Light Table is an IDE that pioneered live programming—seeing code results instantly as you type. Created by Chris Granger after a successful Kickstarter campaign, it demonstrated new possibilities for development environments.
Kickstarter Success
Light Table raised over $316,000 on Kickstarter in 2012, demonstrating strong interest in reimagining how programmers write code. It became one of the first major open-source projects funded this way.
Key Innovations
Light Table introduced:
- Inline evaluation: See results next to code as you type
- Watches: Monitor values in real-time
- Instarepl: Instant REPL connected to your code
- Connection-based editing: Edit running applications
Design Philosophy
Light Table aimed to make programming more immediate:
- Reduce the edit-compile-run cycle to nothing
- Show documentation and results where you need them
- Connect editing directly to running systems
Influence
Light Table’s ideas spread to:
- VS Code (some team members joined Microsoft)

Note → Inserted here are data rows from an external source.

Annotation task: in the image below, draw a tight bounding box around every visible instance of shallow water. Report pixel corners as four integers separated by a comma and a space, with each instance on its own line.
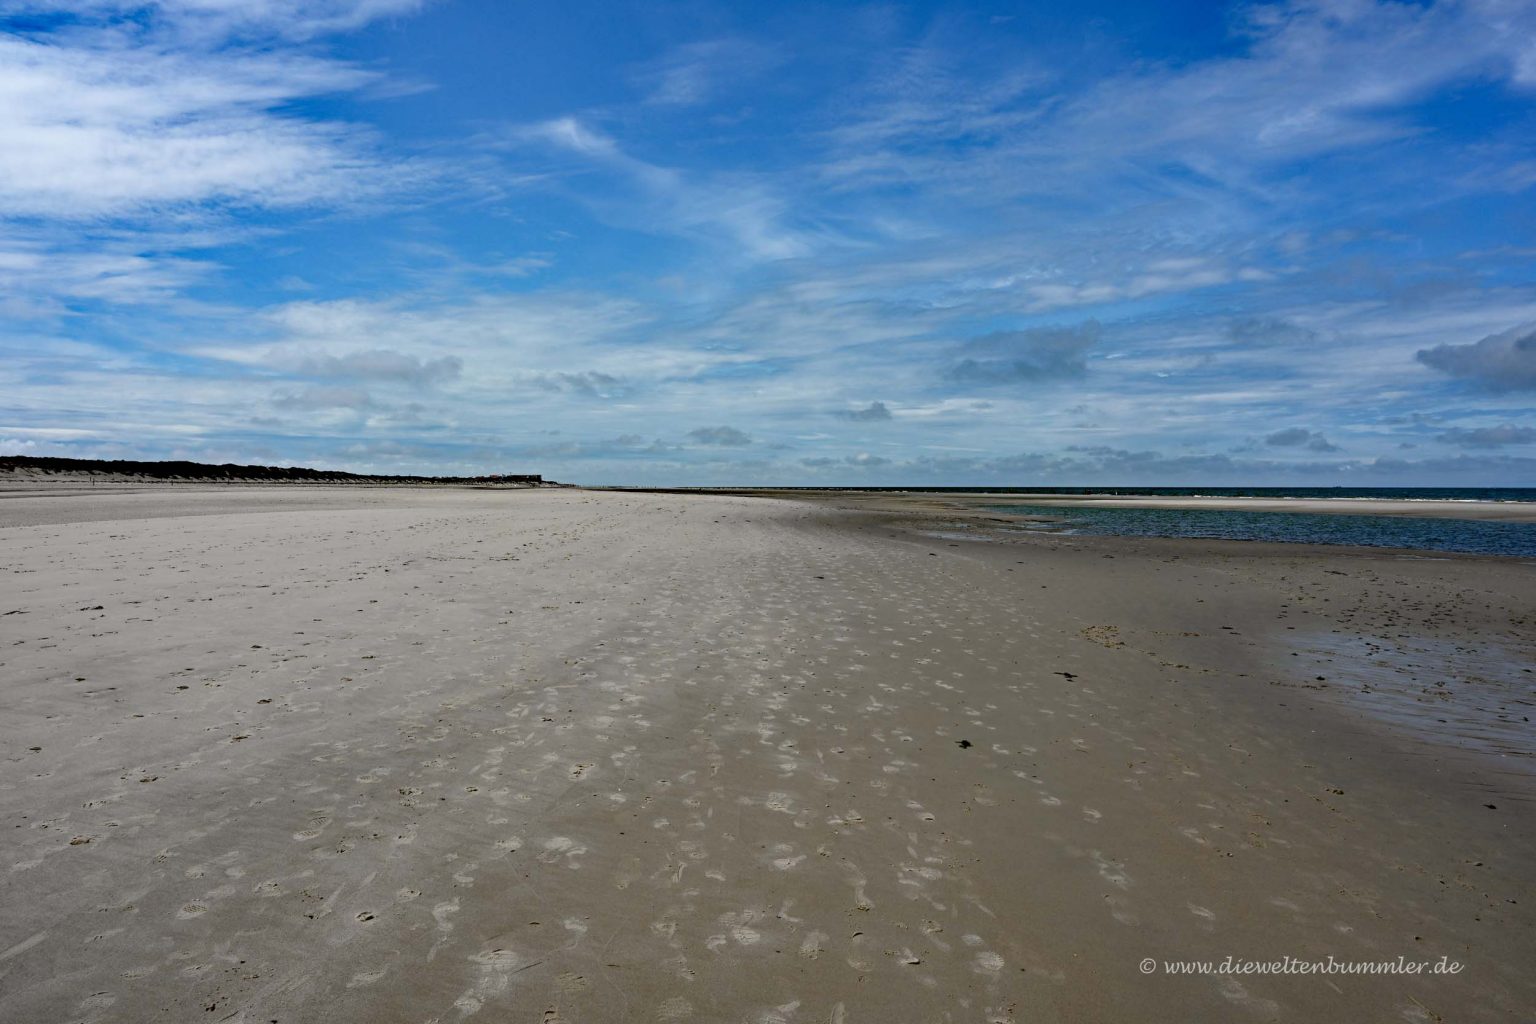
987, 503, 1536, 557
1285, 632, 1536, 770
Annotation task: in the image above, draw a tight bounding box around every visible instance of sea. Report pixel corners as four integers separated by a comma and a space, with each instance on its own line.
807, 486, 1536, 558
811, 486, 1536, 501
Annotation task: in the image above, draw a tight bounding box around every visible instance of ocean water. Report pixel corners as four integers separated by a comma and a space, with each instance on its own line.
986, 502, 1536, 558
802, 486, 1536, 502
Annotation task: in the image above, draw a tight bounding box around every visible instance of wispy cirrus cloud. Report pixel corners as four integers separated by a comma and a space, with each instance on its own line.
819, 0, 1536, 200
0, 16, 423, 221
503, 116, 814, 261
632, 38, 782, 108
0, 0, 438, 330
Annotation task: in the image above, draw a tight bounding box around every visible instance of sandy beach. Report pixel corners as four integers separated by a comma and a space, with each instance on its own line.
3, 487, 1533, 1023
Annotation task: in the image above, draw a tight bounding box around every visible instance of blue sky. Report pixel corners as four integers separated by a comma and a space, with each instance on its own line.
3, 0, 1536, 485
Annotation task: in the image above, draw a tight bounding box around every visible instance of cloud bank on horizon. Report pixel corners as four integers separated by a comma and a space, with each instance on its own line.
3, 0, 1536, 485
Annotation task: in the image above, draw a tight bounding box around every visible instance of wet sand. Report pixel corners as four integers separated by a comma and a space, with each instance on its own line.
2, 487, 1533, 1023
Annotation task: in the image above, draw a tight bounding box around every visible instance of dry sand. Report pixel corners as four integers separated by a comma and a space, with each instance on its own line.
2, 487, 1533, 1023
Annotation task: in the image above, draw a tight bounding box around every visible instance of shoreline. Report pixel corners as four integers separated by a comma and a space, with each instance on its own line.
673, 487, 1536, 564
625, 486, 1536, 522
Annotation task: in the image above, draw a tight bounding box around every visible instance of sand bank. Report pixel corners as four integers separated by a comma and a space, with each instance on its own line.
2, 488, 1533, 1022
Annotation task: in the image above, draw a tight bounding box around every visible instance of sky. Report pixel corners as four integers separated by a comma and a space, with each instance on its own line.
3, 0, 1536, 486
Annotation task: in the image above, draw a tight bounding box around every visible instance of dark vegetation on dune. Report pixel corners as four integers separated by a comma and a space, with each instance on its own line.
1, 455, 550, 486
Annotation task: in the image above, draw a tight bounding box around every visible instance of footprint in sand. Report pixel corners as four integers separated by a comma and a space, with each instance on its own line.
973, 951, 1005, 973
292, 812, 332, 841
798, 931, 828, 959
657, 996, 694, 1020
536, 836, 587, 867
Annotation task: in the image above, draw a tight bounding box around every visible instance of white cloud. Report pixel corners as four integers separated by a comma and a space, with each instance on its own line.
0, 230, 214, 309
0, 0, 436, 321
632, 38, 782, 107
0, 32, 414, 219
508, 117, 814, 261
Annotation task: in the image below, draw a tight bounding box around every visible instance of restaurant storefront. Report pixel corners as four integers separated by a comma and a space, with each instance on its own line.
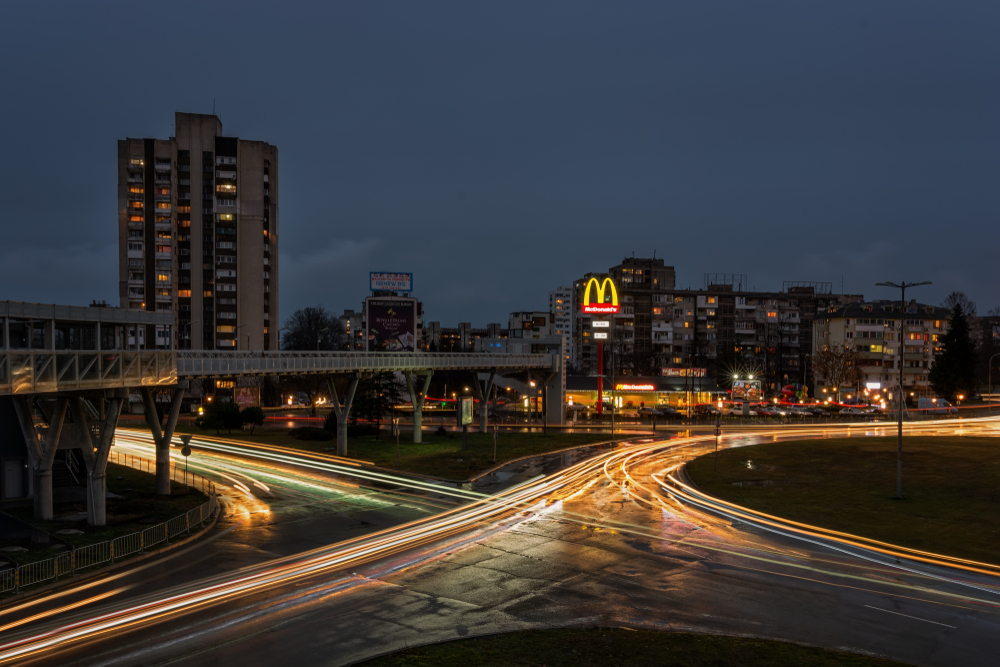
565, 376, 725, 411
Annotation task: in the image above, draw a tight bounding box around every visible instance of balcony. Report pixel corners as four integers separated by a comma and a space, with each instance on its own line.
154, 162, 171, 172
216, 171, 236, 180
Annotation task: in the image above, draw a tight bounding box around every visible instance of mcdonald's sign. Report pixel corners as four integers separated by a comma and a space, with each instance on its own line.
581, 277, 619, 314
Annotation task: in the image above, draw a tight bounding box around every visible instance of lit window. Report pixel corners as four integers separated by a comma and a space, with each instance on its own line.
219, 214, 234, 221
156, 245, 170, 253
177, 206, 191, 213
129, 215, 143, 222
217, 325, 236, 333
129, 186, 143, 194
156, 202, 170, 210
204, 290, 213, 297
129, 201, 143, 209
157, 187, 170, 195
178, 290, 191, 297
129, 158, 143, 166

- Jupyter notebooks (inline results)
- Modern IDE features (inline evaluation, watches)
- Live programming research
Technology
Built with ClojureScript and Electron (before Electron was widely adopted), Light Table demonstrated that web technologies could create sophisticated desktop applications.
Legacy
Though Light Table itself didn’t achieve mainstream adoption, its influence on developer tools was significant. The concept of live, inline evaluation is now standard in many environments.